En ouverture, nous découvrons un tout jeune violoniste : Piotr Jasiurkowski (quinze ans). Ce fils d’un luthier réputé de Lublin, dont il joue l’instrument, étudie le violon depuis à peine huit années, avec Richard Wachowski dans sa ville natale, puis Andrzej Woźnica à Varsovie et enfin Robert Szreder à Maastricht, remportant des prix aux concours de Waterloo, Wieniawski et Lipiński. De là commence déjà une carrière de soliste qui le mène à Londres, à Stockholm, Prague, Paris, Tallinn, Berlin et, aujourd’hui, au Festival International de Colmar où il donne la Havanaise Op.83 de Camille Saint-Saëns qui requiert une grande virtuosité. Ainsi goûte-t-on un son des plus soignés, charmant, mais quelque peu confidentiel. Souhaitons au jeune musicien de donner de l’espace à sa sonorité, encore souvent couverte par un orchestre pourtant discret et dirigé avec attention et bienveillance. Les ornements sont élégants, mais il manque de l’esprit à cette interprétation sèche et statique. Sans doute est-ce encore trop vert pour qu’on se fasse une opinion : attendons quelques années pour entendre Piotr Jasiurkowski en pleine possession de ses moyens.
Le Concerto en fa mineur Op.21 n°2 de Fryderyk Chopin (version polonaise oblige !) est donné par Piotr Paleczny, actuel directeur du Festival Chopin de Duszniki-Zdrój, membre du jury du concours Chopin de Varsovie, dont il fut lauréat en 1970, et du concours Tchaïkovski de Moscou. C’est un piano très articulé qu’il fait entendre ici, nuancé, avec une mobilité de tempo affirmée et parfois surprenante. Cependant, pour irréprochable que se montre son jeu, les grupetti se révèlent parfois légèrement précipités, ce qui malmène le tactus général, et les rubati du Larghetto sont excessifs au point de « kitchiffier » dangereusement Chopin dans un sentimentalisme adipeux. Le troisième mouvement connaît plus de fortune par une tenue exemplaire, même s’il cède au cabotinage quelques mesures avant la fin.

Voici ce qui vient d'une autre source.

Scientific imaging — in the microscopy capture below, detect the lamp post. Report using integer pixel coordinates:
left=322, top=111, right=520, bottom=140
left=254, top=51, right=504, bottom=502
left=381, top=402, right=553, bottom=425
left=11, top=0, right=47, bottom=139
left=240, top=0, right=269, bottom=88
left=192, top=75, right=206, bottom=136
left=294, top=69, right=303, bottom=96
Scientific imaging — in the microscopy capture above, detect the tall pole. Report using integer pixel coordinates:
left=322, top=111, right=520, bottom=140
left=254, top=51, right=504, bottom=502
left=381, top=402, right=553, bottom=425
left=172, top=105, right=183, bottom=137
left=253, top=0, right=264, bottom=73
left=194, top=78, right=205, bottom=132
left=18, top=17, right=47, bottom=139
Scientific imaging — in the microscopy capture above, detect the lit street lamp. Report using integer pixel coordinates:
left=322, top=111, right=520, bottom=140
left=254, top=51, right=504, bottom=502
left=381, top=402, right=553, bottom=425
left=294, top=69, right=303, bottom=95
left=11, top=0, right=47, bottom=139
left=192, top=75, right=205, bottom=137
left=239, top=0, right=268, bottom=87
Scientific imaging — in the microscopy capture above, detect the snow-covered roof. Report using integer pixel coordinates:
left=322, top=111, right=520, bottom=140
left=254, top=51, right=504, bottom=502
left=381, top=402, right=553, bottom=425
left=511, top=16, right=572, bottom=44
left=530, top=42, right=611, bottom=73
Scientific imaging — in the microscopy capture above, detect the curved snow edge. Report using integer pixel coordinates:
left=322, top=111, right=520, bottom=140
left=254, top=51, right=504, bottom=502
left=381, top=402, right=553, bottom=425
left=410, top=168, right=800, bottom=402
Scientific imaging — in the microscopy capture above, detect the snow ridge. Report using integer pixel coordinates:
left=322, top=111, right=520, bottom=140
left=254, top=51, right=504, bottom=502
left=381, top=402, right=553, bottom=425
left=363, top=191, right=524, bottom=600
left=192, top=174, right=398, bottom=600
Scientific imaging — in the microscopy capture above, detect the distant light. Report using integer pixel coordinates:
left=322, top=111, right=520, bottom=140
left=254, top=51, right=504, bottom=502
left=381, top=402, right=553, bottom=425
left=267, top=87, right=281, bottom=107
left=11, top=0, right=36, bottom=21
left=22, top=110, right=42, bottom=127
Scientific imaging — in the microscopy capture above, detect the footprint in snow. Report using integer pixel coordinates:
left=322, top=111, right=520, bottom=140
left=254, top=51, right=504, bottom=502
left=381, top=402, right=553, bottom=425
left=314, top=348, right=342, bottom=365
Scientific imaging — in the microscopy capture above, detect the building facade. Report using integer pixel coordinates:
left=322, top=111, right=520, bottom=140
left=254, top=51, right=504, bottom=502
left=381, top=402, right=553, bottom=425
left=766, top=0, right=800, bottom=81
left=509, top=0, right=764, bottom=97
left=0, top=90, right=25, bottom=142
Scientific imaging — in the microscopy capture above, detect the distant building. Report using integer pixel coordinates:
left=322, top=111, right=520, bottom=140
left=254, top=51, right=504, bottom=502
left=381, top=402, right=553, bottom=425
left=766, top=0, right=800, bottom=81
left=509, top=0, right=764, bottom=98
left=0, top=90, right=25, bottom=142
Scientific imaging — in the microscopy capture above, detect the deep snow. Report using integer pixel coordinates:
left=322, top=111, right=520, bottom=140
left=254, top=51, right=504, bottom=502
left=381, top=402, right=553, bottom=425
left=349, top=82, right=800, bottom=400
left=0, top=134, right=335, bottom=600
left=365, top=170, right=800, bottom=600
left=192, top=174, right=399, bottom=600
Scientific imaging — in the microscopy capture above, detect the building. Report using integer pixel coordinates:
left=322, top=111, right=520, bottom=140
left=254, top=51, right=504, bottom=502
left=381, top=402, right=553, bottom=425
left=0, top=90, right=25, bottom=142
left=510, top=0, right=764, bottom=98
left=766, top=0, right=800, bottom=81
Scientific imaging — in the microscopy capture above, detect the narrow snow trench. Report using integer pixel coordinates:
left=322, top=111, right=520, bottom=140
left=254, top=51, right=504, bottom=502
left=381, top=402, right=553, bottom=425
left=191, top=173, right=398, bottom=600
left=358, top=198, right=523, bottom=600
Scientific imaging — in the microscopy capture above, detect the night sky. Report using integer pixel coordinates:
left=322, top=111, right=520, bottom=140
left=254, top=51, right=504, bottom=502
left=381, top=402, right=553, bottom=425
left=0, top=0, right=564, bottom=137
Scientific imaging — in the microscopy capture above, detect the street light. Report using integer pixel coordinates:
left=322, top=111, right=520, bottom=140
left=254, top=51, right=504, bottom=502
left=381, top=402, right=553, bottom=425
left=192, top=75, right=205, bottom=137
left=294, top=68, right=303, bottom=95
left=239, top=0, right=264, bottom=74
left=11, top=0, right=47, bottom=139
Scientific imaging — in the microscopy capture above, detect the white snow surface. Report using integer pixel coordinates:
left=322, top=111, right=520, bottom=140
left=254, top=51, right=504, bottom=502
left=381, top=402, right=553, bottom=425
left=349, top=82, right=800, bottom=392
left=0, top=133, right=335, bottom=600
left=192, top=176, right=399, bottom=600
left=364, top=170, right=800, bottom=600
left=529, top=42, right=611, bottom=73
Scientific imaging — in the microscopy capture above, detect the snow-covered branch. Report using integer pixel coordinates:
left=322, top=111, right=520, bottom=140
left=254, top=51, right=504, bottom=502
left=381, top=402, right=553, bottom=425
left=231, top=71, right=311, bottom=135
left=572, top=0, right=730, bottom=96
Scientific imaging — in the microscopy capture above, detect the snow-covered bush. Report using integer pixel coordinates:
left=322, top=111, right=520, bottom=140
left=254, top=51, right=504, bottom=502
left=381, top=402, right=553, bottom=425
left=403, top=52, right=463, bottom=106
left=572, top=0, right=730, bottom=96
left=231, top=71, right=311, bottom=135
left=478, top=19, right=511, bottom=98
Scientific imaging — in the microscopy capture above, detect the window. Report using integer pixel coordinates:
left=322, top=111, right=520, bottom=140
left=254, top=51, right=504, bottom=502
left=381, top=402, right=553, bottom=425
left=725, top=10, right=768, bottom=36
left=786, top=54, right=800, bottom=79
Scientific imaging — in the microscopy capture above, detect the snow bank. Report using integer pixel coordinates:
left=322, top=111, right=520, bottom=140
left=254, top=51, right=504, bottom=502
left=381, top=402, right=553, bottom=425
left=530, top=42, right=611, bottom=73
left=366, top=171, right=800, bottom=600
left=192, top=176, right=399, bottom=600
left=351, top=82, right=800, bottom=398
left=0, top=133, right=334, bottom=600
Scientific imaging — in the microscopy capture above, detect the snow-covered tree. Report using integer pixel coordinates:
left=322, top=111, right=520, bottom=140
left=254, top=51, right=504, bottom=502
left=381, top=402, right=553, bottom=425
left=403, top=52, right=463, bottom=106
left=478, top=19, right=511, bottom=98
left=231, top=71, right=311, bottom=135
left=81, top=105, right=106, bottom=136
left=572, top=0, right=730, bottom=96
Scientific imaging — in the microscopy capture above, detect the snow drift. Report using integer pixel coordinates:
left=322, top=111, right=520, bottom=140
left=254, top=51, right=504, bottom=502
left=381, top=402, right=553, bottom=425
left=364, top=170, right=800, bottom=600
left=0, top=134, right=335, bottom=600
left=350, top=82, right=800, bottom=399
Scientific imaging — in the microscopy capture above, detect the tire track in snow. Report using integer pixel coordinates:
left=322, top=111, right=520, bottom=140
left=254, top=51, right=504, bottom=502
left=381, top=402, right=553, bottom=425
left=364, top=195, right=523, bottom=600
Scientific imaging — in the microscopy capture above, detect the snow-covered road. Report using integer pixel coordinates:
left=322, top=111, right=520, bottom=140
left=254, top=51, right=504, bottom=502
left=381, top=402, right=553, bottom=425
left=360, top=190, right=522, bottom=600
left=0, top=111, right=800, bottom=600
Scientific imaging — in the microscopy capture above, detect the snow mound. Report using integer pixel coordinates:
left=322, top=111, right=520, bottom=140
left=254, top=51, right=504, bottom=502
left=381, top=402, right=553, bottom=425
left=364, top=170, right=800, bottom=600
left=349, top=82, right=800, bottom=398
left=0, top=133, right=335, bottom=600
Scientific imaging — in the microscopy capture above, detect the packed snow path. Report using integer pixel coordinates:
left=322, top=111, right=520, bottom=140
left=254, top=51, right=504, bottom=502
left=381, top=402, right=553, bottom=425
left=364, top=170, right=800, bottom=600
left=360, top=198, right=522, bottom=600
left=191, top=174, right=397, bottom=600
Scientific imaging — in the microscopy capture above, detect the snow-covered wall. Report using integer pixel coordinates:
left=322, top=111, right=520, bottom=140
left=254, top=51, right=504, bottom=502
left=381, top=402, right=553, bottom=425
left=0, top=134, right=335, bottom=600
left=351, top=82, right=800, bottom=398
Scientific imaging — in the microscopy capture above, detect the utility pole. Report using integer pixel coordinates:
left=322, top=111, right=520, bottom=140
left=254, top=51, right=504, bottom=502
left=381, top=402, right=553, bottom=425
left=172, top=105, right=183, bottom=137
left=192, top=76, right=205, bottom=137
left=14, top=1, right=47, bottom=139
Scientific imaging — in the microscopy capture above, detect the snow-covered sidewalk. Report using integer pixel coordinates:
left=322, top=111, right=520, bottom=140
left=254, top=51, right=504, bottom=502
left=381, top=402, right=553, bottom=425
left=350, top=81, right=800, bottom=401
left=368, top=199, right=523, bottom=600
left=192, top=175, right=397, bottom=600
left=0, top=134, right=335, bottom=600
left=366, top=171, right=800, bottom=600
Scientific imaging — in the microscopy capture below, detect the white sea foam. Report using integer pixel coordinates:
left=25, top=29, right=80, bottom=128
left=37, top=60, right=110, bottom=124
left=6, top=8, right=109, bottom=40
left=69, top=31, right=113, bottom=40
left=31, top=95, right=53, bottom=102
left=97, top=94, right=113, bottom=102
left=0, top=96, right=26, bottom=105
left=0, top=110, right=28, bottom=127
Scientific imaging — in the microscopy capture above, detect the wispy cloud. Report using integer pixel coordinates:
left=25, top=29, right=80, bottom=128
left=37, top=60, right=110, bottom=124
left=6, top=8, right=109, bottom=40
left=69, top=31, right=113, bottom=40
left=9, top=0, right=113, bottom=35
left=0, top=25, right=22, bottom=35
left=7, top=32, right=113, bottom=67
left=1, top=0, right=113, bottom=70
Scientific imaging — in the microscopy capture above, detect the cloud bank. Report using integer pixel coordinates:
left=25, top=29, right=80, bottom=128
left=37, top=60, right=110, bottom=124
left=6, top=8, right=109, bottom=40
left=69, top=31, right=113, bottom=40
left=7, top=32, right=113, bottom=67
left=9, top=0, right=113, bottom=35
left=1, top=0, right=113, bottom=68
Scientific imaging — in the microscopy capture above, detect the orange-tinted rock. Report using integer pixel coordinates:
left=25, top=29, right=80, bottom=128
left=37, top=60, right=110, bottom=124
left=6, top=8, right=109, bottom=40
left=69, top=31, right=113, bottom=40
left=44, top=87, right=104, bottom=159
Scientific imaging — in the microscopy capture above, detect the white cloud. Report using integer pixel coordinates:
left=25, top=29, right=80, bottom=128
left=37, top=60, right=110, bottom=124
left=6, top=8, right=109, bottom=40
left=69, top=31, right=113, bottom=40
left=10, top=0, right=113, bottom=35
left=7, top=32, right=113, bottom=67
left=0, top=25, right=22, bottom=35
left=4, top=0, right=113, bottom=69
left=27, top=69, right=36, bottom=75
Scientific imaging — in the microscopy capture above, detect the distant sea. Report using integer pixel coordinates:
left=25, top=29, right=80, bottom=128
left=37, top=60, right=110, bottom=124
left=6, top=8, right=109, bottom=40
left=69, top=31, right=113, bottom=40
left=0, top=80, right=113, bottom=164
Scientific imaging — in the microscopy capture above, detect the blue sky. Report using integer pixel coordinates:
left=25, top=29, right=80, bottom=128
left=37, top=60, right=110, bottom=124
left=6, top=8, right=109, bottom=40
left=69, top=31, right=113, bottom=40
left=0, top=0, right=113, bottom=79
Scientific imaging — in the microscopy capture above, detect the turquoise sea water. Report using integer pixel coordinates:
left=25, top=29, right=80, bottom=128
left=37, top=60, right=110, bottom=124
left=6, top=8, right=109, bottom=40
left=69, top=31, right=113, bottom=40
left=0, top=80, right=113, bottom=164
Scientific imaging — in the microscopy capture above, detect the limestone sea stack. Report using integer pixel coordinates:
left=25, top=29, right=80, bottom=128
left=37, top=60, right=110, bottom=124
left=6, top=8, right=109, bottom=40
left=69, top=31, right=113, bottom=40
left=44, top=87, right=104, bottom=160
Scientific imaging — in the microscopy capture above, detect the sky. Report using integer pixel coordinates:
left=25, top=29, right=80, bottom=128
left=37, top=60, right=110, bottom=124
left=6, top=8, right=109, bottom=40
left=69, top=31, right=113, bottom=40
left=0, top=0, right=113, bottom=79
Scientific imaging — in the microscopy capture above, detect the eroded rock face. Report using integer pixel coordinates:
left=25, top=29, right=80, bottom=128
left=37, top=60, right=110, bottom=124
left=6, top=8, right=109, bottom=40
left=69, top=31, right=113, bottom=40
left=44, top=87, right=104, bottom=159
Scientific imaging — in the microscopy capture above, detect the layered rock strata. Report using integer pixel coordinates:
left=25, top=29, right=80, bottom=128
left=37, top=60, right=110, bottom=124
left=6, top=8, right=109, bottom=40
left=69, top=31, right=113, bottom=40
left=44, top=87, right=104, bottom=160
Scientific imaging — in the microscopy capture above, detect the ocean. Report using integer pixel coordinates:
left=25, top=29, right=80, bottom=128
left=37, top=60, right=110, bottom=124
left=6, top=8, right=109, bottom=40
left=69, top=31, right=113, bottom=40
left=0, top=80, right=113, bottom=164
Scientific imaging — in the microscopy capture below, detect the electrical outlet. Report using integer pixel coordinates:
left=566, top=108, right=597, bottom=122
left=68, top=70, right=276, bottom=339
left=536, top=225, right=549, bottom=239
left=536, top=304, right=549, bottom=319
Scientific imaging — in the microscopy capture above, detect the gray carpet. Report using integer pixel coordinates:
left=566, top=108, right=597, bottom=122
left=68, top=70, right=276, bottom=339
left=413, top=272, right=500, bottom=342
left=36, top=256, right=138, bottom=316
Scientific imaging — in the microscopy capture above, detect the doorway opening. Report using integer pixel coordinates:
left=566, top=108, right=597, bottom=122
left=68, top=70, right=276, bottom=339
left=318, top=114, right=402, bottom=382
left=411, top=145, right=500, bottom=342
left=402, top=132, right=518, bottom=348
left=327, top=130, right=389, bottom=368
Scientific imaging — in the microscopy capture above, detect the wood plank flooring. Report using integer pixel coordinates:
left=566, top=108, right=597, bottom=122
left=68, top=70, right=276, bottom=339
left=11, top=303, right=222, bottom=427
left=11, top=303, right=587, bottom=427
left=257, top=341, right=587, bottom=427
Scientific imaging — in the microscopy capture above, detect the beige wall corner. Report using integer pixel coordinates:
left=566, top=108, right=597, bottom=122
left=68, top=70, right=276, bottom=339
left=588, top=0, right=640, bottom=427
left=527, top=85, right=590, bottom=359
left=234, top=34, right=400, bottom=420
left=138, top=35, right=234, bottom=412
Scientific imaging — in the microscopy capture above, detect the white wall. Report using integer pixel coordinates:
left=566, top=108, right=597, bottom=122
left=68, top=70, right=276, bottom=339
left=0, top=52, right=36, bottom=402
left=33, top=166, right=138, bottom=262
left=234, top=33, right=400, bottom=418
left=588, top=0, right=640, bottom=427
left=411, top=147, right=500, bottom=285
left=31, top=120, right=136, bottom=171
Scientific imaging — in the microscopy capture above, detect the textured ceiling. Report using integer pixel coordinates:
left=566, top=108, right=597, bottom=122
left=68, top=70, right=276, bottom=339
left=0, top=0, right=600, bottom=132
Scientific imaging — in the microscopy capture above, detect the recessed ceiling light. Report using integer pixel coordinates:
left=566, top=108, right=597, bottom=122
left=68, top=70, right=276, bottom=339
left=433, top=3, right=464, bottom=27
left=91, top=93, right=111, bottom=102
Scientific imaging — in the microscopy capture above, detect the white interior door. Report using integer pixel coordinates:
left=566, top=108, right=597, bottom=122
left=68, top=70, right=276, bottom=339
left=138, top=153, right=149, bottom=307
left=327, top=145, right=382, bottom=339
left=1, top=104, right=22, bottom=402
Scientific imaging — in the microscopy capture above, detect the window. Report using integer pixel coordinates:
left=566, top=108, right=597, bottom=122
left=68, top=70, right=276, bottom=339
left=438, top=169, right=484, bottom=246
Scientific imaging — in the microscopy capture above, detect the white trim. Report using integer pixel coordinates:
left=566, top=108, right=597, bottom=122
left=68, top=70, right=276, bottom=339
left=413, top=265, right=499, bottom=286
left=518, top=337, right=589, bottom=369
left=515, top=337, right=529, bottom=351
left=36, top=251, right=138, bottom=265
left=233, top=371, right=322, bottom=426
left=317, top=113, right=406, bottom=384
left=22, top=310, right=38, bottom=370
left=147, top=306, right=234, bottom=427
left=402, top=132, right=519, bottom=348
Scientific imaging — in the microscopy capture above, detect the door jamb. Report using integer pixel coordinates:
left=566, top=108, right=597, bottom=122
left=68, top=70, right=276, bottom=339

Signalons un son d’une grande qualité, avec des aigus perlés simplement exquis.
Si l’on pourrait reprocher à Antoni Wit de ne pas toujours mettre en valeur les traits solistiques de l’orchestre de Chopin ou de livrer une Havanaise assez métronomique (encore s’agit-il sans doute d’aider le jeune violoniste), la lecture qu’il propose de la Symphonie en ré majeur Op.73 n°2 de Johannes Brahms s’avère exceptionnelle. Les contrastes affirment une saine tonicité, avec des moments quasi chambristes, comme le début de l’Allegretto grazioso, ou des tutti puissants, au contraire, mais toujours minutieusement dosés, dominés, dans une précision rare, sans mésuser de points d’orgue et autres tentations orgueilleuses. Plus âpre que mélancolique, son interprétation se livre dans un fin équilibre entre les pupitres, sans surenchérir les effets, ce qui répond à la recherche brahmsienne de respect du classicisme tout en inscrivant à juste titre l’auteur dans le sillage circonstanciel des romantiques (comme malgré lui).